There’s also been improvements at the Wine Ridge RV Resort, Steed said, the new name for the RV park under new ownership next to the Pahrump Valley Winery. He said the new owners poured footings for a bath house recently.
Otherwise, Pahrump builders could count on one hand the number of permits they pulled for single family residences in 2012.
Classic Homes pulled a permit in April to build a home on East Splendido Street and another on Delizia Street in August. Rick Minoski did commercial tenant improvements on Frontage Road and South Homestead Road; Shadow Mountain Construction was busy with tenant improvements on East Wilson Road. Rick Walker took out commercial building permits on the winery RV park in November and December.
Norma Jean Opatik, a member of the Las Vegas Board of Realtors, agreed with the building inspector on the problems getting financing from banks, which she said makes it difficult for the great majority of home buyers today, even those putting 20 percent down.
But Opatik was optimistic after home prices in Pahrump rose a slight 2.42 percent in 2012.
“The inventory is low. When the inventory is low, prices go up. We have been told that there’s going to be another tsunami of foreclosures, but I’m not sure. We all know they stopped the foreclosure process over the last 16 to 18 months because of the election,” Opatik said.
The mean average list price for stick-built homes available this month is $182,259, she said, the mean price is $140,000. For manufactured homes, the list price averages $83,571, the median price is $65,000.
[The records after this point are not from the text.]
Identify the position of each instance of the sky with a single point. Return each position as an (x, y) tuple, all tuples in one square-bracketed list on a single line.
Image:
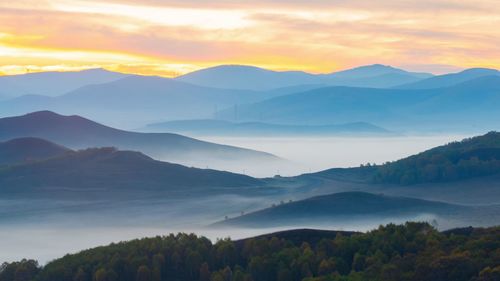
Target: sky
[(173, 37)]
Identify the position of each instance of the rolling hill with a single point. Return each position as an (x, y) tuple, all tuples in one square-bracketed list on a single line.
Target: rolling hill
[(23, 150), (449, 80), (54, 83), (254, 78), (76, 132), (339, 207), (135, 101), (413, 251), (469, 106), (108, 169), (246, 77), (226, 128)]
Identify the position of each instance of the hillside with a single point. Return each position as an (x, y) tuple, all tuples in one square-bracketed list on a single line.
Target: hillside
[(254, 78), (220, 127), (414, 252), (136, 100), (246, 77), (76, 132), (474, 157), (469, 106), (452, 79), (108, 169), (341, 207), (54, 83), (28, 149)]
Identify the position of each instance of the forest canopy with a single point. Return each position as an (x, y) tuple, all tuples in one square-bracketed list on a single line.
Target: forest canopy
[(472, 157), (414, 251)]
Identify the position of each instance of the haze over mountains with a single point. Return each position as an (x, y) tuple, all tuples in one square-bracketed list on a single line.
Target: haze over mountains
[(28, 149), (212, 127), (254, 78), (467, 106), (346, 206), (77, 133), (53, 83), (376, 94), (111, 171)]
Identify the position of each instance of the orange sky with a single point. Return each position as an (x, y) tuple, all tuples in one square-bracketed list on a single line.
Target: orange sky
[(171, 37)]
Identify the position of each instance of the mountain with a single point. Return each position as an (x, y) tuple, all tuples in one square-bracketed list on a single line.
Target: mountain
[(473, 157), (54, 83), (447, 80), (220, 127), (135, 101), (373, 76), (330, 105), (413, 251), (23, 150), (254, 78), (345, 206), (108, 169), (467, 107), (76, 132), (246, 77)]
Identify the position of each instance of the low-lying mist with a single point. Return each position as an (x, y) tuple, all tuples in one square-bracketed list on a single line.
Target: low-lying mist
[(311, 154)]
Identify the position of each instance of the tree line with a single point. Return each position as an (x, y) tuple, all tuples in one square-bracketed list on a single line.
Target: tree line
[(472, 157), (414, 251)]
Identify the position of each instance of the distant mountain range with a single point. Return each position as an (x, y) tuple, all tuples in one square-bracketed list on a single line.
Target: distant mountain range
[(225, 128), (468, 106), (76, 132), (388, 97), (25, 150), (254, 78), (452, 79), (338, 207), (53, 83)]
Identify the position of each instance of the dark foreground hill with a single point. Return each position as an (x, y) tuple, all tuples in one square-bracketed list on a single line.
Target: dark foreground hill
[(77, 133), (413, 252), (342, 207), (108, 169), (28, 149)]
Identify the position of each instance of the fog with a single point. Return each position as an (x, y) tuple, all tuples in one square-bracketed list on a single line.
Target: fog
[(311, 154), (46, 230)]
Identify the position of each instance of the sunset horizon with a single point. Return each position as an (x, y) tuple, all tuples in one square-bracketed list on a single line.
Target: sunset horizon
[(171, 38)]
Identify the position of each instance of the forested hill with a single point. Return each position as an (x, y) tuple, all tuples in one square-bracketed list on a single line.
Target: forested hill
[(414, 251), (469, 158), (111, 169), (472, 157)]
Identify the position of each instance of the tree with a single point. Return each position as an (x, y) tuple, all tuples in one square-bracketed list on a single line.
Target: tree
[(100, 275), (81, 275), (143, 273), (204, 272)]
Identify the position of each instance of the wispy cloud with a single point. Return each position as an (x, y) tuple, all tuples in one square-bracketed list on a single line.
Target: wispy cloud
[(170, 37)]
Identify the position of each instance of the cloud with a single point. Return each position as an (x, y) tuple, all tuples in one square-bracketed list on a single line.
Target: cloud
[(317, 35)]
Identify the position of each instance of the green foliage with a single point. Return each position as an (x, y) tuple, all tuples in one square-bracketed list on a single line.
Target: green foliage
[(473, 157), (412, 252)]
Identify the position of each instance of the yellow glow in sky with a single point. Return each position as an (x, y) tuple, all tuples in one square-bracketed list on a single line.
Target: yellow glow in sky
[(172, 37)]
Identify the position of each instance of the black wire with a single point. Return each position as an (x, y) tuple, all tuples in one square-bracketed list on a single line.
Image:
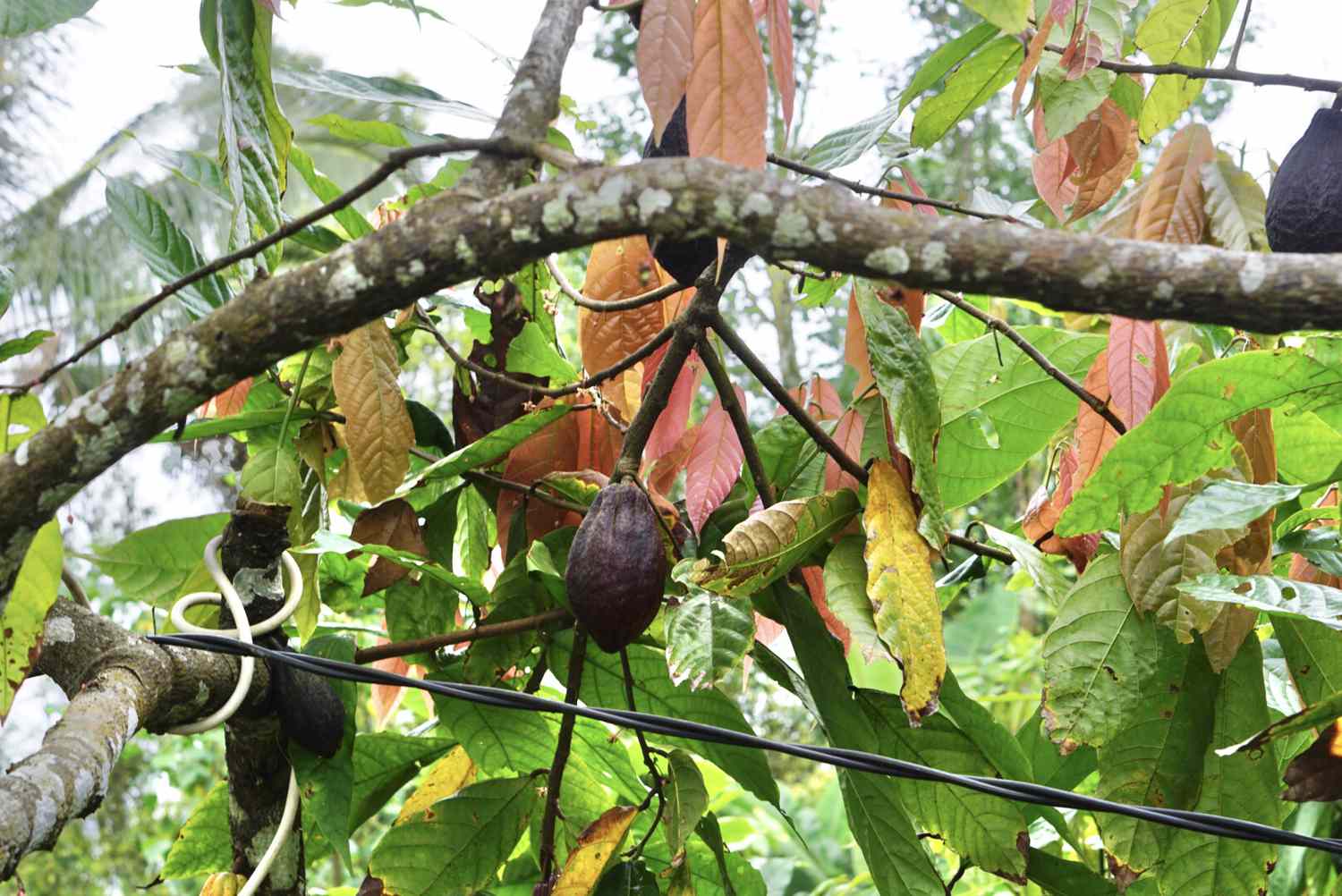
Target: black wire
[(854, 759)]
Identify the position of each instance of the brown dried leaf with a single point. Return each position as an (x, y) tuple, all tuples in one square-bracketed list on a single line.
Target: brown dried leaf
[(727, 104), (378, 424), (665, 56), (1173, 209)]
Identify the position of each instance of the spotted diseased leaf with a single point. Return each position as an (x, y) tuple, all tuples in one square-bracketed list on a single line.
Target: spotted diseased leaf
[(378, 426), (714, 463), (770, 542), (708, 636), (596, 847), (727, 106), (1154, 561), (1173, 208), (665, 55), (902, 589)]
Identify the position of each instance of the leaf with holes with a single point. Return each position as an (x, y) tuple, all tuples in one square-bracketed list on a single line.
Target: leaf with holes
[(769, 544), (708, 636)]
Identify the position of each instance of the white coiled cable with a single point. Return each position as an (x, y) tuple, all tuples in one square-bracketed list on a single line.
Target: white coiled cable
[(227, 595)]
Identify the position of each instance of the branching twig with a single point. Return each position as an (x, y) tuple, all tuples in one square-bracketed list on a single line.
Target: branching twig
[(727, 394), (396, 160), (435, 641), (888, 193), (556, 392), (996, 324), (561, 757), (619, 305)]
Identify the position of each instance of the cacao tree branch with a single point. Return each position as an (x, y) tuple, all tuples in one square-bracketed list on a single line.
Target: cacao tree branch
[(1036, 356), (555, 782), (727, 394), (445, 241), (474, 633)]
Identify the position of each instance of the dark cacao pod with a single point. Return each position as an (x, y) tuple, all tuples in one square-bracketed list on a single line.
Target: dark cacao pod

Opatik said when the housing market was really sour a few years back, she could call up 900 homes on the market on her computer, now there’s only 244. Of that total, over half, 138, are traditional home sales, which she says is a positive sign for the market. Sixty are short sales and 26 are bank-owned homes. Opatik said MLS statistics show of that 244, 54 are pending sales; 126 are contingent sales awaiting an offer, lenders’ approval, an inspection, a buyer walk-through or other final steps.
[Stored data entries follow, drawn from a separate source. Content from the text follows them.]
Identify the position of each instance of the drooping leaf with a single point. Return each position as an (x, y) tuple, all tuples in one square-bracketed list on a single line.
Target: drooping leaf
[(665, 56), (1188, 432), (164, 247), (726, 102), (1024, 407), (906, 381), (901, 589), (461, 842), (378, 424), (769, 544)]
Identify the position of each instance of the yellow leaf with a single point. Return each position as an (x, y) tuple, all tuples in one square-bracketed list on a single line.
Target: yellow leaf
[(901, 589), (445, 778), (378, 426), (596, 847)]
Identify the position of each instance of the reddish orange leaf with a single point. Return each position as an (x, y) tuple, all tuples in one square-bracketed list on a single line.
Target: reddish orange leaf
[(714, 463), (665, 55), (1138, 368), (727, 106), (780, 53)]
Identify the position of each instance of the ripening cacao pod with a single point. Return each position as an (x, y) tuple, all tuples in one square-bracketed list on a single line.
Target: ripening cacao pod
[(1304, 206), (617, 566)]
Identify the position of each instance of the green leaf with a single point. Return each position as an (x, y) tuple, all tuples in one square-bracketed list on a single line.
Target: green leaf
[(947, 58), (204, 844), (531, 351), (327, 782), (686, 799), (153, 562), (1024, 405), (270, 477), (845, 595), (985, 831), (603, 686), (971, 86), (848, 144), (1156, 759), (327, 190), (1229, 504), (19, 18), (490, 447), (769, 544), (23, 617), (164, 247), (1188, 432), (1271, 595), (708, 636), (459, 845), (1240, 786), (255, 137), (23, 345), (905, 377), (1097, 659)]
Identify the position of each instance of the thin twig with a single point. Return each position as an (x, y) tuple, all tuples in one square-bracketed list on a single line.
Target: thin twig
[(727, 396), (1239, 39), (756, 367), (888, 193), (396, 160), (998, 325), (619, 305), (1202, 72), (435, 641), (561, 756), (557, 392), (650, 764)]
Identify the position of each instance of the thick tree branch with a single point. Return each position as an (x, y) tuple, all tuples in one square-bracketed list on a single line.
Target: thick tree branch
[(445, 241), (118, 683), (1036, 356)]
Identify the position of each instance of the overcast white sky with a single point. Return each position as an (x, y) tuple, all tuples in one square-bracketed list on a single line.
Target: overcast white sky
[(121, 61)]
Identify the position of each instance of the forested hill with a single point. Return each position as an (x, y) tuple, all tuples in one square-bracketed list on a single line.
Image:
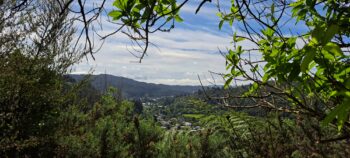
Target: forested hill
[(134, 89)]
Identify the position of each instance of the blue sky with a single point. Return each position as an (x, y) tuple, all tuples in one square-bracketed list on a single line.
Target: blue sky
[(189, 50)]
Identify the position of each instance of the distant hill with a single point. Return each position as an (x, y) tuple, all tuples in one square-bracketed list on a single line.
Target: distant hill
[(135, 89)]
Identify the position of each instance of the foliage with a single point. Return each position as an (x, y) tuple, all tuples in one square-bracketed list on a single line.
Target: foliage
[(31, 76), (315, 72), (109, 129)]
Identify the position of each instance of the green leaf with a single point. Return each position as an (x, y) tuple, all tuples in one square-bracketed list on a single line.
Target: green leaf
[(115, 14), (340, 113), (333, 48), (310, 54), (178, 18), (220, 24), (228, 82)]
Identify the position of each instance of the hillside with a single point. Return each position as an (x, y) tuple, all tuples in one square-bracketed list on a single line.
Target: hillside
[(135, 89)]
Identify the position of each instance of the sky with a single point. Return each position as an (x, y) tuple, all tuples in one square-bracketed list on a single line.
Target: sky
[(180, 56)]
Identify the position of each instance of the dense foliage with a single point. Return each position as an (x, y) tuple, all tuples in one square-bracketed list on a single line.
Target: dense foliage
[(294, 87)]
Statistics from homes sold through the Multiple Listing Service MLS show there were 862 home sales in 2012 in Pahrump, Opatik said, up from 804 in 2011, including stick-built and manufactured homes, condominiums and townhouses. The median sale price rose from $85,217 to $87,280, Opatik said.
When manufactured homes are excluded, the median sale price of a stick-built home in Pahrump — the middle figure where half the homes sold were costlier and half were less costly — increased from $113,000 in 2011 to $115,000 in 2012. The average sale price of stick-built homes in Pahrump — the sales price of all the homes divided by the number of homes sold — increased from $115,495 in 2011 to $116,409 in 2012.
The median price of a manufactured home in Pahrump increased from $40,000 in 2011 to $43,000 in 2012, the average price decreased from $44,906 to $44,412, according to the MLS figures.
The number of short sales in Pahrump almost doubled, from 67 in 2011 to 133 in 2012 but the number of sales by banks dropped from 527 to 435, that include all categories, stick-built and manufactured housing, condominiums and townhouses. The number of traditional housing sales in Pahrump rose from 210 in 2011 to 294 to 2012 according to MLS statistics.
The lower inventory means the market is better for selling a home now than it was a couple years ago, Opatik said. But many buyers have to have cash.
“It was an appreciation, it was no longer a depreciation. To me that’s a positive sign,” Opatik said of the prices. She added, “We’ve had more traditional sales than we’ve had on the market in a long time.”